На самом же деле, как показало будущее, я очень, очень хотела жить!
Уже через несколько часов стало очевидно, что летим мы не в Москву. Несмотря на овладевшее мной оцепенение, счет времени я все же не потеряла и понимала, что в противном случае мы давно бы уже совершили посадку.
Я обернулась к капитану Рыбкину, который, казалось, так и не проснувшись, подслеповато моргая, изучал какие-то документы.
– Послушайте, – обратилась к нему я. – Куда мы летим?
Он неохотно оторвался от бумаг, посмотрел на меня так, словно уже успел забыть, кто я такая, и поинтересовался:
– Вам что-нибудь нужно? Вы голодны? Хотите пить?
– Я хочу узнать, куда мы летим, – с нажимом повторила я.
– Все вопросы вы сможете задать позже, – бесцветно отозвался он.
– Послушайте, но… – Я еще не понимала, как мне следует себя вести, как разговаривать с этим человеком, как достучаться до него, пробудить, вызвать хоть какую-то эмоцию. – Но существуют же какие-то правила! Вы должны зачитать мне мои права или… как там это бывает?
Один из охранников, сидевших по левую руку от меня, коротко прыснул.
Я покосилась на него, но продолжила:
– Разве я не имею права знать, куда вы меня везете? Что мне теперь грозит? Суд? Тюрьма?
Рыбкин тяжело вздохнул. Лицо его приняло чрезвычайно утомленное выражение. Казалось, я была для него невероятно назойливым дурно воспитанным ребенком.
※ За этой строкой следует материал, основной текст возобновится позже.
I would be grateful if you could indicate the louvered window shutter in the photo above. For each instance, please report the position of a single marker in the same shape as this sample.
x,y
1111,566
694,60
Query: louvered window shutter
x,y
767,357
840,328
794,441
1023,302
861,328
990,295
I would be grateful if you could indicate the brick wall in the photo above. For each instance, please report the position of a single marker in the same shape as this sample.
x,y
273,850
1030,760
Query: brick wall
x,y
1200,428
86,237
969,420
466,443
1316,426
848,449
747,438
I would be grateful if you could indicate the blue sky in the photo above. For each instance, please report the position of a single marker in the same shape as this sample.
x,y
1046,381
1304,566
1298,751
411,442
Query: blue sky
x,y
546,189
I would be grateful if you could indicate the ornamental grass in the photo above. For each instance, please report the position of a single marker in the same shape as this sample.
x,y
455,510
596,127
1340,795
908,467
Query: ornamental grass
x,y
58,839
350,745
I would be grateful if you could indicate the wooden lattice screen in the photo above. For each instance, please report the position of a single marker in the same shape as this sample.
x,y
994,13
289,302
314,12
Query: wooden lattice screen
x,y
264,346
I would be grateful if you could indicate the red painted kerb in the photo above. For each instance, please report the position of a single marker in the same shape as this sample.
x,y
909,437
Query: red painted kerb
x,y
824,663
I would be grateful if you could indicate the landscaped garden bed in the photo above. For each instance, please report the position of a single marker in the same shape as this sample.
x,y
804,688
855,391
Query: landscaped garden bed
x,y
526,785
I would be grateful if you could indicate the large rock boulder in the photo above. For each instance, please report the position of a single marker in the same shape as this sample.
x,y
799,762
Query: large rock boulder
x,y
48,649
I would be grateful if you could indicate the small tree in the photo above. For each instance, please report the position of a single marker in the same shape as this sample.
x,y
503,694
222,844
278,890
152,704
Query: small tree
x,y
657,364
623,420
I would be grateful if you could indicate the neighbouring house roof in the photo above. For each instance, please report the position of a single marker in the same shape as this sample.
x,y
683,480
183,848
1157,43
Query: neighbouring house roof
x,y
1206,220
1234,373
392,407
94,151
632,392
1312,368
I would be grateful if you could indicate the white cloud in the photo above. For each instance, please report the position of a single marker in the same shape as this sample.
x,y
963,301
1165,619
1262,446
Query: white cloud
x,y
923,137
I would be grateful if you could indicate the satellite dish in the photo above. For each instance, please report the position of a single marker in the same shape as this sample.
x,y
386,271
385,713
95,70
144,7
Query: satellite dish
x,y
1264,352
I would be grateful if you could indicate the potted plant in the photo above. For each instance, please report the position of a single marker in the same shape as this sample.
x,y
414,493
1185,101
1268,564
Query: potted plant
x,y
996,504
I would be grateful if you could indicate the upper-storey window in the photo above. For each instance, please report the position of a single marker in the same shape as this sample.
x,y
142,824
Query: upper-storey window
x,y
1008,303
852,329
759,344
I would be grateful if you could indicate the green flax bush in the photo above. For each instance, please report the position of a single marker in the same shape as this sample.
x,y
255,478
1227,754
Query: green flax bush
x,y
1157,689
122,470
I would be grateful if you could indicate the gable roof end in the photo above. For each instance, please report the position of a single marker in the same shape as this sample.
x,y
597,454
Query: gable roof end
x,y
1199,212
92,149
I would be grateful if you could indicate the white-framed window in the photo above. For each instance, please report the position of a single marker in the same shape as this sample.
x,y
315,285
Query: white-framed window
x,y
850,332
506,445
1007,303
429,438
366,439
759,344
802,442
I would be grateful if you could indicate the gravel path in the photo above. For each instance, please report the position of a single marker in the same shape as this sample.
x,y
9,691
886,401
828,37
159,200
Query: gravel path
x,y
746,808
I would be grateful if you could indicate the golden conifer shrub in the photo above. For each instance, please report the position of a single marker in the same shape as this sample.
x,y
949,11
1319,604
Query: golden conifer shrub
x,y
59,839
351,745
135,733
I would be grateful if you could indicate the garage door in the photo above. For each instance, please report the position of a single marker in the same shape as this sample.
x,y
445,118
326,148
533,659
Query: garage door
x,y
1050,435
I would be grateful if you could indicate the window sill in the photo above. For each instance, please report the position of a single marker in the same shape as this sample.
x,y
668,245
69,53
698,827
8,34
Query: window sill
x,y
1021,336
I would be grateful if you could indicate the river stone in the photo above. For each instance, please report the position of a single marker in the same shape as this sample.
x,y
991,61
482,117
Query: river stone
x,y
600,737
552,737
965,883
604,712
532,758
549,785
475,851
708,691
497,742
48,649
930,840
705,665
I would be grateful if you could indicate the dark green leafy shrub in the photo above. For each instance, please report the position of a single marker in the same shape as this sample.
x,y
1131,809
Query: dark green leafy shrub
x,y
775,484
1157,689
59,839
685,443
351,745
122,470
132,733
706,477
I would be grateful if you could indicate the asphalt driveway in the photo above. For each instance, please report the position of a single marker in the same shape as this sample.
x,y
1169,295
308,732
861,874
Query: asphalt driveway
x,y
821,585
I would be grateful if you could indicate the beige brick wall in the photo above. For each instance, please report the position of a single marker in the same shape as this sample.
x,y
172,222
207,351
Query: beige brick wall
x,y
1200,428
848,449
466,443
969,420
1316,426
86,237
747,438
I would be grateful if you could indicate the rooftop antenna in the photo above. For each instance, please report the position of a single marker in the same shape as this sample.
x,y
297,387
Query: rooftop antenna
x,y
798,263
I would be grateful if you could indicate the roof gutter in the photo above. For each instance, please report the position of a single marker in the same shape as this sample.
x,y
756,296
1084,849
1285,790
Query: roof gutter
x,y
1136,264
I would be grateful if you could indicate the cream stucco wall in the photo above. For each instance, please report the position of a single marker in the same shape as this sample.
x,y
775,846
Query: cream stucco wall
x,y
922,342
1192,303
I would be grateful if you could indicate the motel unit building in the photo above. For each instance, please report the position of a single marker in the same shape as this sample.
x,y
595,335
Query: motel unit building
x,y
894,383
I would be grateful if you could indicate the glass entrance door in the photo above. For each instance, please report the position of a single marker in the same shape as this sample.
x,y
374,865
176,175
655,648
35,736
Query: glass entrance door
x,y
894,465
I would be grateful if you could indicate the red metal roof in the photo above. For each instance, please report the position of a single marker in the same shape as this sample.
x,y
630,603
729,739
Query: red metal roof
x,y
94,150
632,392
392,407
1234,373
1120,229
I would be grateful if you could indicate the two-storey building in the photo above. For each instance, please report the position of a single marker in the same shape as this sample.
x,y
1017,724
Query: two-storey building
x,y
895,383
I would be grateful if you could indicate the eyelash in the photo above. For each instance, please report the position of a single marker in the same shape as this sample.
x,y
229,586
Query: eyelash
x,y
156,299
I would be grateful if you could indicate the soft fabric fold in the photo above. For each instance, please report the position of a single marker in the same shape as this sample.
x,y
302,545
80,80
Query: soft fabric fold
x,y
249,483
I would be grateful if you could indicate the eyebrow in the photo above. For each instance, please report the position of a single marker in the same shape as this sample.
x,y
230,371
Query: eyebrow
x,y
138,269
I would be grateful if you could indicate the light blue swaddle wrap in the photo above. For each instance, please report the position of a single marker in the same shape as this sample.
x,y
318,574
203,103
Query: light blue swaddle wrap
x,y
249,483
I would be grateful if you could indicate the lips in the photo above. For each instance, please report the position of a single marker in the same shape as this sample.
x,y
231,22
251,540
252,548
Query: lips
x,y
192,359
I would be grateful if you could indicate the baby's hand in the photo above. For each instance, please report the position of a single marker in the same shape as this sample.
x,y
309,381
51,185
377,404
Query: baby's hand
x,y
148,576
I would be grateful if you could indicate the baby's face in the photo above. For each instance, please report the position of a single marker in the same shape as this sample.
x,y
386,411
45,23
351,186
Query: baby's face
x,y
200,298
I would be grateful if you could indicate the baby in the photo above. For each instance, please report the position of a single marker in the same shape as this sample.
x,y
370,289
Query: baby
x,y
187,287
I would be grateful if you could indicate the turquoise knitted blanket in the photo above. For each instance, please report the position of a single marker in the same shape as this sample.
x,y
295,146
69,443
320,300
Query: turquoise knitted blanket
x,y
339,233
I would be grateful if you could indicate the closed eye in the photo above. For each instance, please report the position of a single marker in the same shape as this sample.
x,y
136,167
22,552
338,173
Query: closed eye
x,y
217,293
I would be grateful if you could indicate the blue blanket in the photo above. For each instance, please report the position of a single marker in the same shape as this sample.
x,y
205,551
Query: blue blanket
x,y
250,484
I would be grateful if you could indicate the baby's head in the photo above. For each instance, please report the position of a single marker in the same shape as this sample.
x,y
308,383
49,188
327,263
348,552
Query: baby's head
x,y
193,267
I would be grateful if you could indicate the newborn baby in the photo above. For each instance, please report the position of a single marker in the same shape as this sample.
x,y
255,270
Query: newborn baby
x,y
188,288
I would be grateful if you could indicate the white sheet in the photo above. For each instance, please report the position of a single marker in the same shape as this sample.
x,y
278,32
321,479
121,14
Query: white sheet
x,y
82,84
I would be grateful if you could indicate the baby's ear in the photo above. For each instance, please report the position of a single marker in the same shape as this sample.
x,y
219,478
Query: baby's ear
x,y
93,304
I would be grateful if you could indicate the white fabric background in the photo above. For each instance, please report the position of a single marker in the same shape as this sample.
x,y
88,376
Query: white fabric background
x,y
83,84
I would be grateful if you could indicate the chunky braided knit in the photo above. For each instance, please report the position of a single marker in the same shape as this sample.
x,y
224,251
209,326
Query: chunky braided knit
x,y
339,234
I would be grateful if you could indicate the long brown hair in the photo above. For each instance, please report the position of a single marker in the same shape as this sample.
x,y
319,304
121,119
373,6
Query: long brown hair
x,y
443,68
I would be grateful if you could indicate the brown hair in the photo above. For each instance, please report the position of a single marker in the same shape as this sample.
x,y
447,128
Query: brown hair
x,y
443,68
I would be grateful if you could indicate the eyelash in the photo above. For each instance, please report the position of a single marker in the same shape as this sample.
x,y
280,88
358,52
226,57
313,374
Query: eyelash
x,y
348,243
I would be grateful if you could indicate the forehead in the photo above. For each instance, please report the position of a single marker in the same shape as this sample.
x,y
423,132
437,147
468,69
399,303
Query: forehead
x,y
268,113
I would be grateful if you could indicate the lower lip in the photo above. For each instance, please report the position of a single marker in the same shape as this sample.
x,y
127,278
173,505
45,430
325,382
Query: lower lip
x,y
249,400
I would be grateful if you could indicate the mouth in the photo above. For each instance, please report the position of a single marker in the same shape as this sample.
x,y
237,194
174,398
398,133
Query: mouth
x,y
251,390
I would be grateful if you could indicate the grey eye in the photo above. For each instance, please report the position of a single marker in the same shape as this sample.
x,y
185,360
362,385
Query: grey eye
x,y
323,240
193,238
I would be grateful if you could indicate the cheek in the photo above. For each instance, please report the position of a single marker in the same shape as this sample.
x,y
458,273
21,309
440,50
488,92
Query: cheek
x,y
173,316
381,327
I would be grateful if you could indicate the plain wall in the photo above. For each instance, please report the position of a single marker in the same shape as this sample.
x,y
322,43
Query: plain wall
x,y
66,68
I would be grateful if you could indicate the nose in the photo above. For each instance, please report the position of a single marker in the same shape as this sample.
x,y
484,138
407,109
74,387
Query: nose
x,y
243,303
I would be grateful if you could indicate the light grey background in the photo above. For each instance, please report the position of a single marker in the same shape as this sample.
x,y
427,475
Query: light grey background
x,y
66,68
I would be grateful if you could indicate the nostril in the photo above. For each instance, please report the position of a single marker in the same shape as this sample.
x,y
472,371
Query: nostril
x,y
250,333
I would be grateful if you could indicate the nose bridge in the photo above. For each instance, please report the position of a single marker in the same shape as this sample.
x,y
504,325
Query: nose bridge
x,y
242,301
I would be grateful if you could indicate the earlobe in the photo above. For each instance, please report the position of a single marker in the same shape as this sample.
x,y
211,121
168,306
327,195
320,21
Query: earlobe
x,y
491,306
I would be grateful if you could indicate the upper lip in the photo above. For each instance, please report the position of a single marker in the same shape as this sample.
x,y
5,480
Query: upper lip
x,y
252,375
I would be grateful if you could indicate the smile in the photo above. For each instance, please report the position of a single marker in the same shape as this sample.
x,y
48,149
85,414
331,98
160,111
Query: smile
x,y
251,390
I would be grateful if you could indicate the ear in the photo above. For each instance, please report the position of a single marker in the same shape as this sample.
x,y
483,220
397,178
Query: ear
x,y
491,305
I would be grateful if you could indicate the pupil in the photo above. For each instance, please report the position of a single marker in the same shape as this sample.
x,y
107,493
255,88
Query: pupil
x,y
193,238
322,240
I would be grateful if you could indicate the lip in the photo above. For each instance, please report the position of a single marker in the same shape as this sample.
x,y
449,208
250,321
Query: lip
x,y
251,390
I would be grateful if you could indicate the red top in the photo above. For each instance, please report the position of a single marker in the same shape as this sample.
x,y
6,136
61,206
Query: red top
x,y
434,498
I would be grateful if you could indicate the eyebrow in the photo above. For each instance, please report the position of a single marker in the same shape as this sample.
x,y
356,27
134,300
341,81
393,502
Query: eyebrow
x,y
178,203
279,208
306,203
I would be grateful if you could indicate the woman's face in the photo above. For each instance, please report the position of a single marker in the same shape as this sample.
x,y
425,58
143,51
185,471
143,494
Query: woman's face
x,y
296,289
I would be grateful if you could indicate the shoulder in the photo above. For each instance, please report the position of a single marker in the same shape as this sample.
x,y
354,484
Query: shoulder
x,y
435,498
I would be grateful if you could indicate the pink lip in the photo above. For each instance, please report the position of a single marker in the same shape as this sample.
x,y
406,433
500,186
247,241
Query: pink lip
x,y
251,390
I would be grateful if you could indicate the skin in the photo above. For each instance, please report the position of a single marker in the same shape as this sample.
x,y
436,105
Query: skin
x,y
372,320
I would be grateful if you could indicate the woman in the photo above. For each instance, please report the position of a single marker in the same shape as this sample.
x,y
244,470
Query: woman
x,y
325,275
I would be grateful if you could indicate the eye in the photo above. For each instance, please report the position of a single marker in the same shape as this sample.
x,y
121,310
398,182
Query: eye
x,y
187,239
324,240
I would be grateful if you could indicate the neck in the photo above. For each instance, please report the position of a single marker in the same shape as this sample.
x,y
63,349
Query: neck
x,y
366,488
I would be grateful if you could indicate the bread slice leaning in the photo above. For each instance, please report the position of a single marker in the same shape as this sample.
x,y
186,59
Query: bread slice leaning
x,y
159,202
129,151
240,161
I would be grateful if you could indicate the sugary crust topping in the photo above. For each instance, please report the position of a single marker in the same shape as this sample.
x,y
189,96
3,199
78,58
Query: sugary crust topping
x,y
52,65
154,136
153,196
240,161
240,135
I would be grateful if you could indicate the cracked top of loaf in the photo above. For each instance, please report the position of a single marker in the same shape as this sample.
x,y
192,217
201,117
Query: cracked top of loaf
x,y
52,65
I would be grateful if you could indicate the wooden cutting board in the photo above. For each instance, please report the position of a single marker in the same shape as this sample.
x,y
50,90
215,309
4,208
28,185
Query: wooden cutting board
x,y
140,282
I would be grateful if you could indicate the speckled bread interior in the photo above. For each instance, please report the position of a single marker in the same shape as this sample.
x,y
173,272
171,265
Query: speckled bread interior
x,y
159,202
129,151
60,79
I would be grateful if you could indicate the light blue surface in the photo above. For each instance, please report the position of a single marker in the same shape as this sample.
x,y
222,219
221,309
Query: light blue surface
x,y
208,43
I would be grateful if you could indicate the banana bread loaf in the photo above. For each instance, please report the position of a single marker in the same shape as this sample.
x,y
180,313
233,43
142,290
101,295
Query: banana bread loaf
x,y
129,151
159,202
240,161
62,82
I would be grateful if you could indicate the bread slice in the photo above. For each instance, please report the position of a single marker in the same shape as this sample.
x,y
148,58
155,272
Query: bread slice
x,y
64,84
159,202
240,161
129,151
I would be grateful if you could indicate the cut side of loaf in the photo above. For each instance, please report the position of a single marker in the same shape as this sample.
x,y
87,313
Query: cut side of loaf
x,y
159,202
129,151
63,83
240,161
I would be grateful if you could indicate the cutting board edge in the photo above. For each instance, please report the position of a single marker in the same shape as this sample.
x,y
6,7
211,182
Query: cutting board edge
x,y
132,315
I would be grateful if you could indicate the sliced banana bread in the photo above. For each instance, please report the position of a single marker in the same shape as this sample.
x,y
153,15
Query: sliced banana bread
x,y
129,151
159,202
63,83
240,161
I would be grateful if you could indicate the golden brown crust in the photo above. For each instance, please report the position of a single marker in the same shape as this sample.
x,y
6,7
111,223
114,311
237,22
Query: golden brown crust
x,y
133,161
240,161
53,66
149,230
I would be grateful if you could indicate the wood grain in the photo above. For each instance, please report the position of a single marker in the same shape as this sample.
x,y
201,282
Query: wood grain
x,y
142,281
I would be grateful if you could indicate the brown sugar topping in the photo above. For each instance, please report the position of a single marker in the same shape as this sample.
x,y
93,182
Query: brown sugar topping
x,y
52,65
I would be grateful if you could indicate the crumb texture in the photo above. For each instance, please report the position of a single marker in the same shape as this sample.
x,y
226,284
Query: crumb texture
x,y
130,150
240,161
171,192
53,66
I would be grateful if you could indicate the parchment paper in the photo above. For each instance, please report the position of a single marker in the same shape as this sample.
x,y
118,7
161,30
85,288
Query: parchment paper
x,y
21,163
Он произнес, едва не позевывая:
– Это будет зависеть от вас, – и снова уткнулся в свои бумаги.
Смысл его загадочной фразы я поняла только через двое суток, которые провела в этой самой грязно-розовой комнате. Только тогда за окном еще была осень, и лес за забором переливался всеми оттенками желтого и оранжевого.
Двое суток я провела совсем одна, запертая в этой крошечной комнате.
Трижды в день дверь открывалась, появлялся какой-то парень в военной форме, оставлял на тумбочке у двери поднос с едой и тут же уходил. Сначала я пыталась заговорить с ним.
– Привет, – улыбалась я. – Извините, а могу я спросить…
Парень смотрел сквозь меня, на реплики никак не реагировал и через несколько секунд исчезал.
Я испробовала все: пыталась быть соблазнительной, испуганной, жалкой, отчаявшейся. Я орала на него, впадала в истерику. Как-то раз попыталась даже броситься вперед и проскочить мимо него в приоткрытую щель. Он все так же невозмутимо оттер меня плечом от выхода и захлопнул дверь.
В боевиках в этот момент герой обязательно придумал бы какой-нибудь выход. Собрал бы из подручных средств бомбу или оружие, оглушил охранника, выскочил, перебил всех гонителей…
Я тщательно обшарила всю комнату, искала хоть что-нибудь, что можно было бы использовать. Черт подери, в этом клоповнике даже стул был привинчен к полу! Даже кровать!
Я не понимала, где нахожусь.
Тюрьма? Камера предварительного заключения?
Я, конечно, никогда не была в таких местах, но по фильмам и книгам предполагала, что выглядеть оно должно было несколько иначе. Мне представлялась грязная комната, нары, параша, десяток сокамерниц, не утихающие даже по ночам разговоры, склоки, ругательства. Здесь же царила полная тишина, и от этого мне порой казалось, что моя голова вот-вот взорвется. Я то впадала в оцепенение, то сидела на краю своей койки, зажав руки между коленей, и раскачивалась вперед-назад, то в ярости бросалась на дверь, барабанила в нее кулаками, требуя, чтобы мне объявили, где я нахожусь и что меня ждет.